The Big D is restarting its land bank program, which provides lots to builders in underdeveloped parts of town to boost the amount of housing for low to middle-income families. The program was halted in 2017 after an audit revealed that city officials misspent $6.6 million.
The Land Bank program sells vacant and tax-delinquent lots to developers for as low as $1,500. The developers then construct homes for roughly $150,000 to $180,000. The houses are sold to families of four earning about $77,000 a year.
To prevent the developers from charging ten-cents for a two-penny nail, City Hall caps the profit margin on Land Bank construction at 15%.
The city without zoning recently created the Houston Community Land Trust, an independent nonprofit partnered with the city to “make affordable homeownership achievable for limited-income households.”
Community Land Trusts are virtually unheard of in Texas — a state that values property rights and homeownership more than clean air or drinking water — because homeowners participating in a trust don’t technically ‘own’ their home.
To qualify to participate in the Houston Community Land Trust an individual’s monthly household income must be at or below 80 percent of the median income of the area where the home is constructed. Qualified households can then ‘buy’ a house from the trust at a below-market price.
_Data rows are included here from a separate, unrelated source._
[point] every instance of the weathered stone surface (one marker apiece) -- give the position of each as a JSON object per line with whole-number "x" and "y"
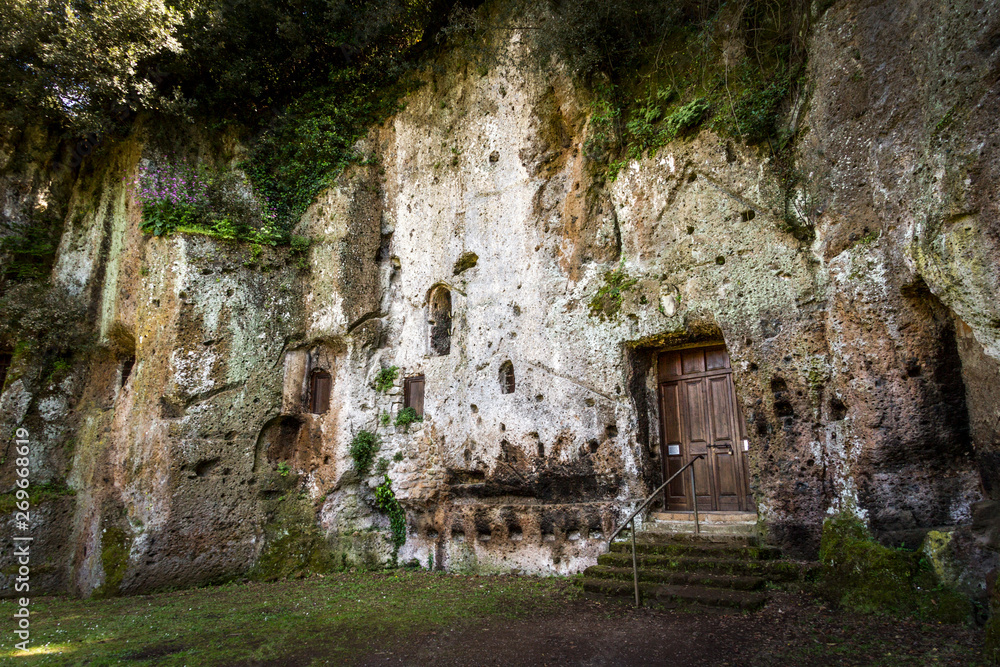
{"x": 858, "y": 305}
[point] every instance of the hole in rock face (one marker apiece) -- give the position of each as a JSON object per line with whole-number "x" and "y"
{"x": 507, "y": 377}
{"x": 127, "y": 364}
{"x": 413, "y": 394}
{"x": 837, "y": 409}
{"x": 439, "y": 319}
{"x": 320, "y": 384}
{"x": 202, "y": 468}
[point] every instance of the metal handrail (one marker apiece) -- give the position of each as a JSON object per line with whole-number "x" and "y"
{"x": 644, "y": 505}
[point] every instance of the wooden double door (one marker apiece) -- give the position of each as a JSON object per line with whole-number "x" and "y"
{"x": 699, "y": 415}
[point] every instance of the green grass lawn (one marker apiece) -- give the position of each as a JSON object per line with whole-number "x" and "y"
{"x": 418, "y": 617}
{"x": 253, "y": 622}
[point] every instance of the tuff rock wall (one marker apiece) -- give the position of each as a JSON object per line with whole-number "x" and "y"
{"x": 856, "y": 293}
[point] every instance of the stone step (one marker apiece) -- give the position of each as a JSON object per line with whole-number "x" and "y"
{"x": 774, "y": 570}
{"x": 688, "y": 528}
{"x": 705, "y": 579}
{"x": 751, "y": 540}
{"x": 678, "y": 595}
{"x": 706, "y": 517}
{"x": 698, "y": 549}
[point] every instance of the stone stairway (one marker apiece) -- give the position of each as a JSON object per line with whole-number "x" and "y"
{"x": 718, "y": 568}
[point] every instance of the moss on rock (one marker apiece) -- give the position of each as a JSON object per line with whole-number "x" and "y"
{"x": 861, "y": 574}
{"x": 293, "y": 545}
{"x": 115, "y": 547}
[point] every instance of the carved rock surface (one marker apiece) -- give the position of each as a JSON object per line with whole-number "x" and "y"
{"x": 866, "y": 360}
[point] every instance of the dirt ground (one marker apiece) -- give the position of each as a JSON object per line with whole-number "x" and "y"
{"x": 417, "y": 617}
{"x": 792, "y": 630}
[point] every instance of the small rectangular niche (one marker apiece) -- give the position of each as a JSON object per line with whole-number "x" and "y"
{"x": 413, "y": 394}
{"x": 5, "y": 359}
{"x": 319, "y": 392}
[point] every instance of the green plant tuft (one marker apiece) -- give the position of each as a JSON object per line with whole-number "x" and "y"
{"x": 606, "y": 303}
{"x": 863, "y": 575}
{"x": 363, "y": 448}
{"x": 406, "y": 417}
{"x": 385, "y": 500}
{"x": 385, "y": 379}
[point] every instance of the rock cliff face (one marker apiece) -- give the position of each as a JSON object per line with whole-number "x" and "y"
{"x": 856, "y": 291}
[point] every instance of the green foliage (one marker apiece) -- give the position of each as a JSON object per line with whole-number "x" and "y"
{"x": 299, "y": 243}
{"x": 55, "y": 323}
{"x": 608, "y": 300}
{"x": 385, "y": 379}
{"x": 178, "y": 196}
{"x": 80, "y": 64}
{"x": 686, "y": 117}
{"x": 363, "y": 448}
{"x": 863, "y": 575}
{"x": 386, "y": 502}
{"x": 660, "y": 70}
{"x": 406, "y": 417}
{"x": 30, "y": 250}
{"x": 164, "y": 217}
{"x": 755, "y": 113}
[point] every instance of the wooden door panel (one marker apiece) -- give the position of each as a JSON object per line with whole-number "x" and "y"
{"x": 724, "y": 461}
{"x": 697, "y": 411}
{"x": 673, "y": 443}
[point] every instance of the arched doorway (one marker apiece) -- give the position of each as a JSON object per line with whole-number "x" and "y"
{"x": 699, "y": 414}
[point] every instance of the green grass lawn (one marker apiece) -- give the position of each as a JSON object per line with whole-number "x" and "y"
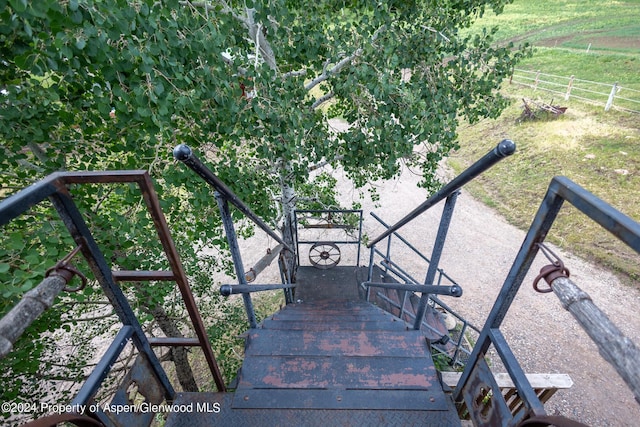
{"x": 598, "y": 150}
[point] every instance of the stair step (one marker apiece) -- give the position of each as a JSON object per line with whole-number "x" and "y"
{"x": 372, "y": 400}
{"x": 225, "y": 409}
{"x": 265, "y": 342}
{"x": 321, "y": 325}
{"x": 338, "y": 372}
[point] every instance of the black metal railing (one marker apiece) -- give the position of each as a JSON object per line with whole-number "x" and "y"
{"x": 449, "y": 192}
{"x": 153, "y": 380}
{"x": 224, "y": 195}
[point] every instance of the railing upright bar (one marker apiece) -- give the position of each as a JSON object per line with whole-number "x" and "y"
{"x": 445, "y": 221}
{"x": 73, "y": 220}
{"x": 230, "y": 231}
{"x": 503, "y": 149}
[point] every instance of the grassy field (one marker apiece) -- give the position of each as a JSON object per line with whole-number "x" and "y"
{"x": 598, "y": 150}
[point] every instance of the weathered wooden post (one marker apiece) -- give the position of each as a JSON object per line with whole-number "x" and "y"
{"x": 612, "y": 95}
{"x": 569, "y": 87}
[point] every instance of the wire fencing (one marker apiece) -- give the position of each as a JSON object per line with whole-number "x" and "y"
{"x": 608, "y": 95}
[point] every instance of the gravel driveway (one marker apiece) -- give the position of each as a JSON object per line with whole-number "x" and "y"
{"x": 479, "y": 251}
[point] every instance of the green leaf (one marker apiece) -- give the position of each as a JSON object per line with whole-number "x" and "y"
{"x": 18, "y": 5}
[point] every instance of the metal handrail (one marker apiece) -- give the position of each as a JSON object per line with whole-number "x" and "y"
{"x": 505, "y": 148}
{"x": 560, "y": 190}
{"x": 184, "y": 154}
{"x": 55, "y": 188}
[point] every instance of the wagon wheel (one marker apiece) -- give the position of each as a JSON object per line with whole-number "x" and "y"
{"x": 324, "y": 255}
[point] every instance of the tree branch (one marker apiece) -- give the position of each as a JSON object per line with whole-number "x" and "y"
{"x": 324, "y": 98}
{"x": 325, "y": 163}
{"x": 334, "y": 70}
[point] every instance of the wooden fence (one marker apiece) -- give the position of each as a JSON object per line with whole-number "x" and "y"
{"x": 608, "y": 95}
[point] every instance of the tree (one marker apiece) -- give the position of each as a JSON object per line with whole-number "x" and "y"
{"x": 116, "y": 84}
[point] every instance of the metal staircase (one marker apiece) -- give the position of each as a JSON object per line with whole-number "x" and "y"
{"x": 330, "y": 357}
{"x": 333, "y": 362}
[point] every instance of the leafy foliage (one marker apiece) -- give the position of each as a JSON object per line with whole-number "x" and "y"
{"x": 91, "y": 84}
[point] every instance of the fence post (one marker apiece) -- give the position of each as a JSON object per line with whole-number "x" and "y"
{"x": 612, "y": 95}
{"x": 569, "y": 87}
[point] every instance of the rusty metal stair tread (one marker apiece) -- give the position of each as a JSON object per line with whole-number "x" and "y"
{"x": 216, "y": 409}
{"x": 336, "y": 399}
{"x": 405, "y": 344}
{"x": 348, "y": 363}
{"x": 320, "y": 325}
{"x": 338, "y": 372}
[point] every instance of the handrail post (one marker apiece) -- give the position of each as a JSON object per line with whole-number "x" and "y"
{"x": 503, "y": 149}
{"x": 445, "y": 220}
{"x": 230, "y": 231}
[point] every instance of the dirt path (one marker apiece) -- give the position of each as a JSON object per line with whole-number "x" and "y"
{"x": 479, "y": 252}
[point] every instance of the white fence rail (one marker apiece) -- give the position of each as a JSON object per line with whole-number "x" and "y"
{"x": 605, "y": 94}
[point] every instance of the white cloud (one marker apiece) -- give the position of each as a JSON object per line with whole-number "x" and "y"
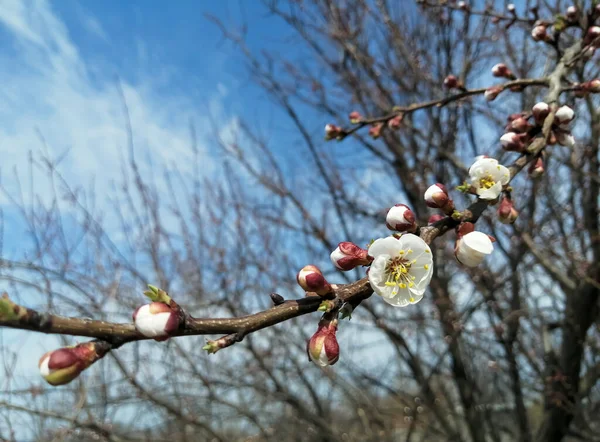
{"x": 50, "y": 89}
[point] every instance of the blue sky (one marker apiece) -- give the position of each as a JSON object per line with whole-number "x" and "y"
{"x": 59, "y": 65}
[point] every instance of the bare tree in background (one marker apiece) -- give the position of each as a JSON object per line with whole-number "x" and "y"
{"x": 506, "y": 350}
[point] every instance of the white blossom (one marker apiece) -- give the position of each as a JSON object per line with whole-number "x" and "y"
{"x": 401, "y": 269}
{"x": 488, "y": 177}
{"x": 472, "y": 248}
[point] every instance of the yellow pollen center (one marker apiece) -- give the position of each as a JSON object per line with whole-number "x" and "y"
{"x": 486, "y": 182}
{"x": 397, "y": 272}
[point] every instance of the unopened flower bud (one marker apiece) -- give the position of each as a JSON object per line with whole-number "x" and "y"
{"x": 472, "y": 248}
{"x": 593, "y": 86}
{"x": 501, "y": 70}
{"x": 396, "y": 122}
{"x": 375, "y": 130}
{"x": 323, "y": 348}
{"x": 451, "y": 82}
{"x": 536, "y": 168}
{"x": 519, "y": 125}
{"x": 540, "y": 112}
{"x": 592, "y": 35}
{"x": 436, "y": 196}
{"x": 348, "y": 256}
{"x": 507, "y": 213}
{"x": 355, "y": 117}
{"x": 564, "y": 138}
{"x": 513, "y": 142}
{"x": 492, "y": 92}
{"x": 435, "y": 218}
{"x": 401, "y": 219}
{"x": 61, "y": 366}
{"x": 156, "y": 320}
{"x": 564, "y": 115}
{"x": 540, "y": 33}
{"x": 311, "y": 279}
{"x": 332, "y": 131}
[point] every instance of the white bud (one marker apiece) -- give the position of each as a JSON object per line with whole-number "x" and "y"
{"x": 472, "y": 248}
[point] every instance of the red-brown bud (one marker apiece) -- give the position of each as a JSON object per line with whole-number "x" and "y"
{"x": 592, "y": 35}
{"x": 451, "y": 82}
{"x": 536, "y": 169}
{"x": 61, "y": 366}
{"x": 540, "y": 33}
{"x": 540, "y": 111}
{"x": 323, "y": 348}
{"x": 435, "y": 218}
{"x": 375, "y": 130}
{"x": 348, "y": 256}
{"x": 436, "y": 196}
{"x": 507, "y": 213}
{"x": 396, "y": 122}
{"x": 501, "y": 70}
{"x": 492, "y": 92}
{"x": 355, "y": 117}
{"x": 332, "y": 131}
{"x": 311, "y": 279}
{"x": 513, "y": 142}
A person that ‘buys’ a house from the trust doesn’t receive clear title to the land and the house, they receive a 99-year, renewable, transferable lease to the land. A lease that the trust retains ownership of in perpetuity.
People who ‘buy’ a house from the trust also agree to cap their home’s resale value at 1.25 percent per year, which is designed to keep the house affordable when it hits the market again. How this unique ownership arrangement will work out for home equity loans and property taxes is still pretty unclear.
The Alamo City plans to improve its affordable housing stock by using specially designated development zones to raise $6.2 million to fund the construction of 1,701 rental units. The units will be set aside for families of four that make 30 percent or less of area median income — which translates to about $21,000. Currently, there are only 152 units built or in the works.
San Antonio also plans to construct 6,344 units for families making $36,000 or less. So far, there are only 541 units under development.